Ebenso wenig soll die zentrale Frage nach dem Vermächtnis des Ersten Weltkriegs beantwortet werden, indem man sich damit zufriedengibt, zwei Antworten nebeneinanderzustellen – so treffend diese Differenzierung auch sein mag: auf der einen Seite eine Siegermacht, auf der anderen Seite ein besiegtes Land. Dieser Vergleich würde es verhindern, die gemeinsame Dynamik und die „Verflechtungen“ zu erfassen, die beide Gesellschaften gleichermaßen betrafen.

Um auch diese Frage beantworten zu können, haben wir uns entschieden, „in Fällen zu denken“20, auch wenn die Auswahl bisweilen willkürlich erscheinen mag. Wir werden dabei von Inhalten ausgehen, die es erlauben, ganz nahe an die Fragen des Kriegsausgangs und des Traumas mit seinen Auswirkungen in der untersuchten Epoche heranzugehen – notfalls anhand von sehr genau beschriebenen Beispielen.

Dennoch ist diese Herangehensweise nicht willkürlicher als die klassische nationale oder binationale Analyse – wie die deutsch-französische Perspektive – oder die Untersuchung einer Epoche21, die in unserem Fall eine Relevanz für die deutsche Geschichte besitzt – jene von Weimar, 1918–1932/33 –, aber auf den ersten Blick weitaus weniger wichtig für Frankreich ist.

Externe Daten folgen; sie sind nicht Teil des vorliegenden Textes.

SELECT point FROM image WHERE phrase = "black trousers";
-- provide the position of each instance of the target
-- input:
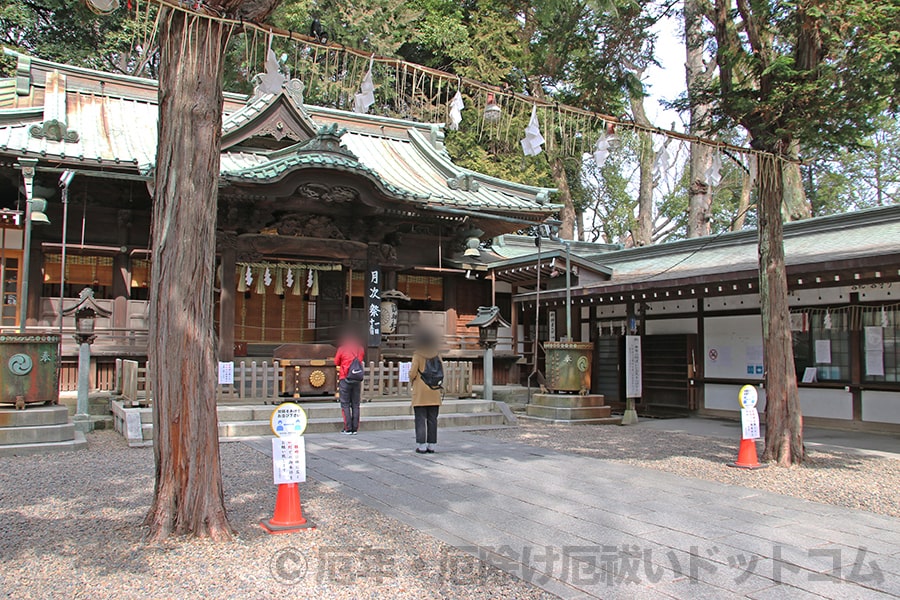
(426, 424)
(350, 395)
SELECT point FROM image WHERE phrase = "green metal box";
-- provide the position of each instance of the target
(29, 369)
(569, 366)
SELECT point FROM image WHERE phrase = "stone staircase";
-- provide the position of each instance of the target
(38, 430)
(244, 421)
(563, 408)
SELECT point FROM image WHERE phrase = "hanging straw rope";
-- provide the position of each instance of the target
(338, 80)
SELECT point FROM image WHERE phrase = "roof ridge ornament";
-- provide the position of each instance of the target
(328, 139)
(272, 81)
(465, 182)
(54, 126)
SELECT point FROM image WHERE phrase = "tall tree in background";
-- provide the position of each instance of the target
(188, 497)
(860, 178)
(812, 73)
(699, 71)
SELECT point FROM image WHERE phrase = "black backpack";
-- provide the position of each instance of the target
(433, 375)
(356, 372)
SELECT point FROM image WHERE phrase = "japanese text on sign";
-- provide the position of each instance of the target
(226, 373)
(289, 459)
(373, 306)
(749, 424)
(633, 387)
(288, 420)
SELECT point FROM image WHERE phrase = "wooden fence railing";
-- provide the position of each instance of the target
(261, 381)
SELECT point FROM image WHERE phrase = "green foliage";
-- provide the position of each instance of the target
(863, 177)
(817, 74)
(496, 157)
(66, 31)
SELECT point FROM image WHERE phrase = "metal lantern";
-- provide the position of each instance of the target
(488, 321)
(492, 112)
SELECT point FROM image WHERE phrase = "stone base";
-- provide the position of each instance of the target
(83, 423)
(560, 408)
(38, 430)
(275, 529)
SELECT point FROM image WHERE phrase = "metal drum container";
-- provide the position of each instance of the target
(569, 366)
(29, 369)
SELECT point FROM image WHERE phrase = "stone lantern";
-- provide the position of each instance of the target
(85, 312)
(488, 321)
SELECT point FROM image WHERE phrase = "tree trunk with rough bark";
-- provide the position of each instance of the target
(743, 202)
(567, 213)
(697, 75)
(784, 422)
(644, 234)
(188, 497)
(796, 205)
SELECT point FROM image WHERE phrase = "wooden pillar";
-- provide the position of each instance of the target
(514, 319)
(228, 286)
(35, 284)
(856, 359)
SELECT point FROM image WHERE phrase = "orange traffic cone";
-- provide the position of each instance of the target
(288, 512)
(747, 456)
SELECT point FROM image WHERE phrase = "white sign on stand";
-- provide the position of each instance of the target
(288, 423)
(404, 371)
(289, 459)
(749, 424)
(748, 397)
(226, 373)
(289, 419)
(633, 387)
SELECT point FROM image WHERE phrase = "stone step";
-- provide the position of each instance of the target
(240, 429)
(333, 410)
(557, 413)
(76, 443)
(568, 400)
(37, 434)
(34, 415)
(597, 421)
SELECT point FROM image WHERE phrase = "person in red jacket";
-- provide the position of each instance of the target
(349, 392)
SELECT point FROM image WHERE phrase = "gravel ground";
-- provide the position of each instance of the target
(70, 527)
(849, 479)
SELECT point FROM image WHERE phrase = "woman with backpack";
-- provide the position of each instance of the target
(349, 360)
(426, 375)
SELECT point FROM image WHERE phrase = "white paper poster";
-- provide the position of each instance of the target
(226, 373)
(749, 424)
(633, 366)
(754, 354)
(874, 351)
(289, 459)
(404, 371)
(823, 352)
(874, 339)
(874, 363)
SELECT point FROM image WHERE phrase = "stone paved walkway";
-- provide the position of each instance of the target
(581, 527)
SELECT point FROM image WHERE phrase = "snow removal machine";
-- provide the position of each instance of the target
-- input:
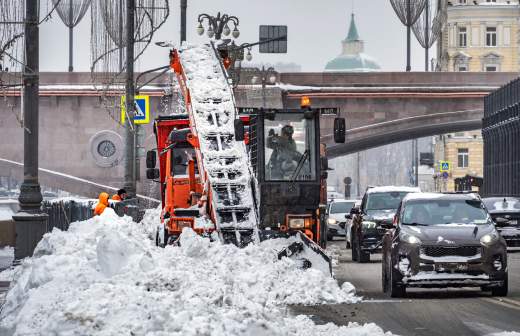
(242, 177)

Für Marc Bloch und die Annales-Historiker findet sich alles in der gestellten Frage. Im Mittelpunkt des vorliegenden Werkes steht ein Problem: die Verletzungen zweier Gesellschaften – die eine siegreich, die andere besiegt – und ihre Auswirkungen als Vermächtnis des Krieges und seiner unmittelbaren Folgen. Dieses Problem mittels einiger spezifischer Themen anzugehen, sollte den Tunnelblick verhindern, durch den uns andere miteinander verbundene und voneinander abhängige Geschichten, andere „geteilte Geschichten“ entgangen wären.

Tatsächlich blickt Deutschland nicht nur gen Westen und auf Frankreich. Die Beziehung Frankreichs zu seinem alten besiegten Gegner wiederum ist keineswegs eine exklusive gegenüber anderen, genauso wichtigen Zusammenhängen.

Die Auswahl einiger Inhalte erlaubt es außerdem, die Ergebnisse neuerer Forschungen und Herangehensweisen zu würdigen und zu präsentieren, welche die Untersuchungen zur deutsch-französischen Zeitgeschichte in den letzten Jahren nachhaltig beeinflusst haben. Hartmut Kaelble hat darauf hingewiesen, dass die vergleichende Geschichte, die Geschichte von kulturellen Transfers, die transnationale Geschichte, die historischen Verflechtungen oft von den Praktizierenden der deutsch-französischen Geschichte initiiert, getragen und ausprobiert – und sogar kritisiert – wurden.22

Es überrascht also nicht, dass sich hier Kapitel zur vergleichenden Geschichte ebenso finden wie andere, die kulturelle Transfers in den Mittelpunkt stellen oder versuchen, historische Verflechtungen aufzuzeigen. Ein Ziel dieser verwandten, aber doch verschiedenen Methoden ist es dabei, neue Fragen aufzuwerfen.